Un altro aspetto che ci aiuta a capire il funzionamento del sistema è il ruolo dei produttori. Ayfer Tunç riporta che sono principalmente i canali televisivi turchi, privati o statali, e il funzionamento del sistema si basa su una valutazione molto parziale: “I canali misurano in continuazione l’audience, ma esclusivamente in riferimento alla Turchia e non all’estero. Quindi, se una serie funziona male a casa, è probabile che il canale produttore la interrompa subito, anche se magari all’estero grazie questa serie lo stesso canale guadagna molto. Infatti sappiamo che i canali non ricavano abbastanza dalla vendita domestica, anzi le loro principali risorse provengono dall’estero. Inoltre, lo spettatore in Turchia ormai guarda meno la televisione e più la rete, e per questo i ricavi pubblicitari televisivi domestici sono sempre più bassi. È un sistema che funziona male, per questo servono regole rigide che oggi non esistono”. 

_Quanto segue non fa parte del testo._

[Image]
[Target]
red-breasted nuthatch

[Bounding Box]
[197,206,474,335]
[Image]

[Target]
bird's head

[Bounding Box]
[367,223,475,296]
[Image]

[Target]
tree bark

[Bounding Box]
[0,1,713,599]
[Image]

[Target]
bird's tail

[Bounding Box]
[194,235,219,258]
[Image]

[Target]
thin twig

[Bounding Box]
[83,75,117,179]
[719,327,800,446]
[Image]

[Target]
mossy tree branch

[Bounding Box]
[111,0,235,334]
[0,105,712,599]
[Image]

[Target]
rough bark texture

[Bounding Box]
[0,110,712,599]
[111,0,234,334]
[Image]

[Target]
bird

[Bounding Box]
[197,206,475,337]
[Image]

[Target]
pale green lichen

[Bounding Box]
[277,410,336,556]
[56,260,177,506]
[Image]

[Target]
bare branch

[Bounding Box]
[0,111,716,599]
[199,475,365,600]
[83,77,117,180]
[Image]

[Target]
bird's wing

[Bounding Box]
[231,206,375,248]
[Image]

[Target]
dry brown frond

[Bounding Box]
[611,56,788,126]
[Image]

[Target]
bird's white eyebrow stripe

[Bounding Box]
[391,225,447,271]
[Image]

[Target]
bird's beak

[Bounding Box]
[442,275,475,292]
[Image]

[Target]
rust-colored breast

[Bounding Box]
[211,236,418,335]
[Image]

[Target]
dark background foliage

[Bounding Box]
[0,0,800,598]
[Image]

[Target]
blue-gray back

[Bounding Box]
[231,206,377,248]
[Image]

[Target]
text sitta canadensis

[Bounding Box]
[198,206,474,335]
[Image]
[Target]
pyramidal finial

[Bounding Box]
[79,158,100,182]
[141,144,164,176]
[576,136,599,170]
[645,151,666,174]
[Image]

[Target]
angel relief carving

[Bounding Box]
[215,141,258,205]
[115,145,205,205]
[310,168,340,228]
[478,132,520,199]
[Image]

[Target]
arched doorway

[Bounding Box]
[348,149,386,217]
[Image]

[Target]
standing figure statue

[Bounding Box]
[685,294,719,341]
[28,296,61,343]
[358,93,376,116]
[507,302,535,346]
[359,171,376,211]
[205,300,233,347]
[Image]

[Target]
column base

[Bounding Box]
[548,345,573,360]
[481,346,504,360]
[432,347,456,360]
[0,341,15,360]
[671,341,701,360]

A questo punto le piattaforme online potrebbero essere una soluzione per il futuro delle serie turche, soprattutto considerando che, secondo i dati del World Population Review, l’uso della rete in Turchia raggiunge l’87% della popolazione, superando India, Nigeria, Messico, Belgio e Italia. Tuttavia, Tunç sottolinea che al momento non si può parlare delle piattaforme come di un mercato alternativo: “Prima di tutto, ci sono pochi iscritti alle piattaforme a pagamento (nel 2024 Netflix Turchia dichiara due milioni di utenti su una popolazione pari a 85 milioni). Poi le grandi piattaforme scelgono solo determinati tipi di serie. Infine, queste realtà trattengono una percentuale che, con le condizioni attuali, è insostenibile per il mercato”. 

Infine, la censura e l’autocensura. Le serie turche, nonostante il loro successo globale, non parlano di politica, non avanzano mai critiche contro il governo e spesso promuovono l’uso della violenza. Il tema ha trovato ampio spazio in una relazione parlamentare presentata nel 2019 dalla deputata Gamze Taşcıer, del partito d’opposizione Cumhuriyet halk partisi (Chp): “La pagella della violenza delle serie tv”.

Secondo la ricerca condotta da Taşcıer, in alcune serie ogni puntata presenta in media 20 minuti di violenza fisica e 41 minuti di violenza psicologica. Ayfer Tunç evidenzia che c’è una notevole limitazione della libertà di espressione nel mondo delle serie televisive: “La censura esiste, così come gli interventi politici sulle serie. Esiste l’ente RTÜK che regolamenta la censura e sanziona le trasgressioni. Noi ormai quando scriviamo non pensiamo assolutamente ai contenuti politici, altrimenti rischiamo. Tuttavia le scene con le pistole sono ben accette. Fino a qualche anno fa la critica politica era più libera, ma oggi non ci pensiamo minimamente. L’autocensura è ormai più presente della censura stessa”.